What UK brand is harmless for frogs. 

(some forums dont want brandnames because of advertising, but in that case: Please pm)


----------



## salix (Mar 28, 2008)

Any kind of a acrylic craft paint would be fine. The secret to making rocks look real is "dry brushing". In this case, less is more.

You generally want to have a darker base coat with fairly solid coverage. For variety, you can have different shades splotched here and there. Then you would use the dry brush technique to slowly layer your colors until you achieve the look you want.

If you run a search on dry brushing, you should have no problems finding lots of info on the technique. If you want to practice or have a demo, go to a crafts store where they paint ceramics.

Good luck!


----------



## Jason (Oct 14, 2004)

Check out this thread. There is a lot of information, but well worth the read.

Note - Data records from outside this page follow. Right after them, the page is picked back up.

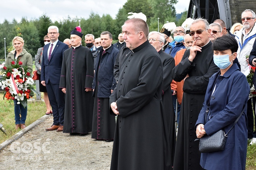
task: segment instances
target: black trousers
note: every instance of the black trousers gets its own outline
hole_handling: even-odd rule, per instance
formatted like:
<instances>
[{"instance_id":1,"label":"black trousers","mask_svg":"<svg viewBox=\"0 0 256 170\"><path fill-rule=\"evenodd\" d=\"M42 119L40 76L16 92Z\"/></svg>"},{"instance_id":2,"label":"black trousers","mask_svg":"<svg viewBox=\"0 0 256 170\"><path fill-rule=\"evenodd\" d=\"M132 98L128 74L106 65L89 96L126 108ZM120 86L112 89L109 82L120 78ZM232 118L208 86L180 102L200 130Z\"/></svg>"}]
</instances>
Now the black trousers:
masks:
<instances>
[{"instance_id":1,"label":"black trousers","mask_svg":"<svg viewBox=\"0 0 256 170\"><path fill-rule=\"evenodd\" d=\"M255 116L256 97L252 98L252 98L251 98L248 100L247 102L247 118L248 120L248 139L251 139L253 137L256 138L256 130L254 132L253 131L254 125L256 124L256 116ZM254 112L254 118L253 108Z\"/></svg>"}]
</instances>

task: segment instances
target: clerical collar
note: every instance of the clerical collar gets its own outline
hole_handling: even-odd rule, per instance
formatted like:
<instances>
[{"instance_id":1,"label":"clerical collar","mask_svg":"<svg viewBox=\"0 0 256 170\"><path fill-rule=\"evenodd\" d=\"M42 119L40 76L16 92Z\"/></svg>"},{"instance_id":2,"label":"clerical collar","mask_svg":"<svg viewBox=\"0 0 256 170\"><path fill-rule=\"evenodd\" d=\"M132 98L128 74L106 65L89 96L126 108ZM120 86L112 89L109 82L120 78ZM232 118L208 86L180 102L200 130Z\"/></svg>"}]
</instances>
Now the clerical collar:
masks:
<instances>
[{"instance_id":1,"label":"clerical collar","mask_svg":"<svg viewBox=\"0 0 256 170\"><path fill-rule=\"evenodd\" d=\"M137 47L133 50L131 50L131 51L133 53L136 53L136 52L138 52L140 50L142 49L143 48L146 47L146 46L150 45L150 43L149 41L147 40L146 41L144 42L143 44L141 44L141 45L138 47Z\"/></svg>"},{"instance_id":2,"label":"clerical collar","mask_svg":"<svg viewBox=\"0 0 256 170\"><path fill-rule=\"evenodd\" d=\"M75 49L75 48L77 48L77 47L79 47L81 45L80 44L80 45L79 45L79 46L78 46L77 47L73 47L73 46L72 46L72 47L74 49Z\"/></svg>"},{"instance_id":3,"label":"clerical collar","mask_svg":"<svg viewBox=\"0 0 256 170\"><path fill-rule=\"evenodd\" d=\"M209 41L208 41L208 42L207 42L207 44L205 44L205 45L204 45L204 46L202 46L202 47L201 47L201 48L202 48L202 47L204 47L206 45L207 45L207 44L209 44L209 42L210 42L210 41L210 41L210 40L209 39Z\"/></svg>"}]
</instances>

parts-construction/topic22606.html


----------



## RogerT (Sep 5, 2008)

salix said:


> Any kind of a acrylic craft paint would be fine. The secret to making rocks look real is "dry brushing". In this case, less is more.
> 
> You generally want to have a darker base coat with fairly solid coverage. For variety, you can have different shades splotched here and there. Then you would use the dry brush technique to slowly layer your colors until you achieve the look you want.
> 
> ...


Hi, 

Acrylic paints based on water also contain PU's and have a chemical damp which according to dutch paint company's can take for months to fume out. 

So are you sure?

Because all people who told me its safe to use, never applied it themselves in their tanks. For a fact: I havent found anyone yet with proof that its in their tank and without any deaths or issue's. 

Since im going to place about 4-5 tinc. matecho and 4 pumi. almirante in the tank, im extra extra carefull. (since thats a fortune here). 

The above link doesnt work for me.


----------



## MJ (Jun 16, 2005)

I use acrylic paints in vivaria with no issue (system 3) 

The paint is the least of your worries with that mix of frogs even in a large vivarium mate.


----------



## zBrinks (Jul 16, 2006)

Methinks those tincs are going to get the smackdown.


----------



## RogerT (Sep 5, 2008)

Perhaps, or not. I have had Azureus with bastimentos for 2 years before i ran out of space and I have had the same advice with Terribilis and imitator, and both do fine till this moment. People claimed over and over it didnt work that one would eat the other or dominate the other and it worked with breeding results. Now im planning to place them in 150x150x60, but a friend of mine had great breeding results with an azureus couple and blue jeans BIG couple in 50x50x50. I have also had an group of 5 mature Azureus females in a 100x60x50 tank which people told me: impossible. And it worked for 2 years without any issue. Anyway debate that doesnt belong here.. 

Back to paint shall we?  

If anyone has any advices. please help me


----------



## Nubster (Jun 16, 2008)

Everyone seems to be using craft store acrylic paint with no issues.


----------



## ds51 (Oct 13, 2017)

you could use child friendly paint
that is used for painting baby's cots and some wooden toys


----------



## SoloSK71 (Dec 25, 2018)

Have you tried calling or e-mailing Zoopoxy/PolyGem?

Solo


----------



## Socratic Monologue (Apr 7, 2018)

The ten year update on the paint situation (and the frog mix) ought to be interesting.


----------